Die Menschheit dopt seit Jahrtausenden
Plötzlich standen die Kontrolleure vor der Tür. Damit hatte Jemima Sumgong nicht gerechnet, denn sonst hätte sie die morgendliche Epo-Dosis wohl weggelassen. Wenn es stimmt, was gestern durchsickerte, wurde die kenianische Marathon-Olympiasiegerin bei einer Trainingskontrolle positiv getestet. Noch fehlt zwar eine Bestätigung des Leichtathletik-Weltverbandes, dieser hat aber ein Verfahren gegen Sumgong eingeleitet.
Der Fall reiht sich ein in eine Flut vergleichbarer Nachrichten der vergangenen Wochen. Doping überall. Seien es die beiden Studien, die sich mit dem weitverbreiteten Doping im Westdeutschland des Kalten Krieges beschäftigen. Seien es Recherchen zu den lächerlich laxen Kontrollen im Profi-Fußball. Oder seien es die Nachrichten über vertuschte Funde bei jamaikanischen Sprintern. Dazu kommen fast täglich Namen von Sportlern, denen ihre Olympia-Medaillen aberkannt werden. Das IOC lässt derzeit über 1500 Proben der Olympischen Spiele von Peking (2008) und London (2012) nachkontrollieren. Was damals noch nicht auffiel, wird jetzt gefunden.

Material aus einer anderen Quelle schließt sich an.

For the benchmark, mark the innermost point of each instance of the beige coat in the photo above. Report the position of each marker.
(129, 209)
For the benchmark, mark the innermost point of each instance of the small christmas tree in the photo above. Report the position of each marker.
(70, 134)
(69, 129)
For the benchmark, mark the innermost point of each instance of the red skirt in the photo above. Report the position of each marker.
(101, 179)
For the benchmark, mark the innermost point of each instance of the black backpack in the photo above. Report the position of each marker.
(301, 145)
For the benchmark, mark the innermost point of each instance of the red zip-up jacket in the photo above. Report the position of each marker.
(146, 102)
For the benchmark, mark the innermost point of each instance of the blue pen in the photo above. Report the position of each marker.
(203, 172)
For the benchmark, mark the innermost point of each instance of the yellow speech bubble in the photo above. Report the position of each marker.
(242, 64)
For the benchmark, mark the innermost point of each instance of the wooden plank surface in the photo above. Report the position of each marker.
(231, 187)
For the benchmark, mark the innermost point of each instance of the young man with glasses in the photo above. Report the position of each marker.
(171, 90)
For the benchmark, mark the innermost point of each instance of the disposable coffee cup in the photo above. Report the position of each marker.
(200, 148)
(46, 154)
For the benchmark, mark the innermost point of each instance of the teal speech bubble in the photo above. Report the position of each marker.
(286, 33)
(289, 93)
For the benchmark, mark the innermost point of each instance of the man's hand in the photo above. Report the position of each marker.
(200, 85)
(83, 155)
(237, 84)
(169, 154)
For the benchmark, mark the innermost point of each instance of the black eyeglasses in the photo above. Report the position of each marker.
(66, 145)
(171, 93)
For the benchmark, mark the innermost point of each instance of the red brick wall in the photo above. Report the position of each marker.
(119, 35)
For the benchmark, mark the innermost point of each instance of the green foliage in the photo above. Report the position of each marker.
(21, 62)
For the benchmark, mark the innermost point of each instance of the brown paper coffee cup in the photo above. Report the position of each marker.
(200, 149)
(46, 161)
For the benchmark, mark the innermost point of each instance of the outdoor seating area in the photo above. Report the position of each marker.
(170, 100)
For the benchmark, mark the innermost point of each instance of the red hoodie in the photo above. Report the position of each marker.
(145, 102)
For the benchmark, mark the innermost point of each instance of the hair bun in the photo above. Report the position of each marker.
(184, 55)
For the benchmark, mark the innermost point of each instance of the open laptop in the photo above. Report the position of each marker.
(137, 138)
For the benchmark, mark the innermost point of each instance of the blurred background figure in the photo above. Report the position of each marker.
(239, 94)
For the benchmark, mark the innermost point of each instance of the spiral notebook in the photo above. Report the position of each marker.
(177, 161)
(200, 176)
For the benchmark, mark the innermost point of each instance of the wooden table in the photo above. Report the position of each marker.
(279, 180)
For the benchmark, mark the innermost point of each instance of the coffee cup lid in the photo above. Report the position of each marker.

Was in dieser Dopingflut jeden Tag ein bisschen mehr schwindet, ist der naive Glaube an einen sauberen Sport. Dabei hat es den ohnehin nie gegeben. Die Menschheit dopt seit Jahrtausenden. Im antiken Griechenland verspeisten die Athleten Stierhoden, um ihren Testosteronspiegel zu erhöhen – später wurden daraus anabole Steroide. Die Botenläufer der Inka kauten munter Kokablätter auf ihren Läufen quer durch die Anden Südamerikas.
Derartige Beispiele gibt es viele. Sie zeigen: Sobald ein Mittelchen eine Leistungssteigerung verspricht, wird es genutzt. Das ist zutiefst menschlich. So mancher Bürohengst käme ohne den Koffeinschub eines morgendlichen Kaffees nur schwerlich in die Gänge. Im Wettstreit mit der eigenen Schläfrigkeit ist die Wahl der Mittel natürlich jedem selbst überlassen, auch wenn manchmal schon eine verlängerte Nachtruhe helfen würde. Im Sport allerdings ist daraus ein selbstzerstörerischer Massentrend geworden. Was hilft, wird genommen. Fairness und Gesundheit bleiben gleichermaßen auf der Strecke, denn viel zu selten stehen die Kontrolleure zur richtigen Zeit vor der richtigen Türe.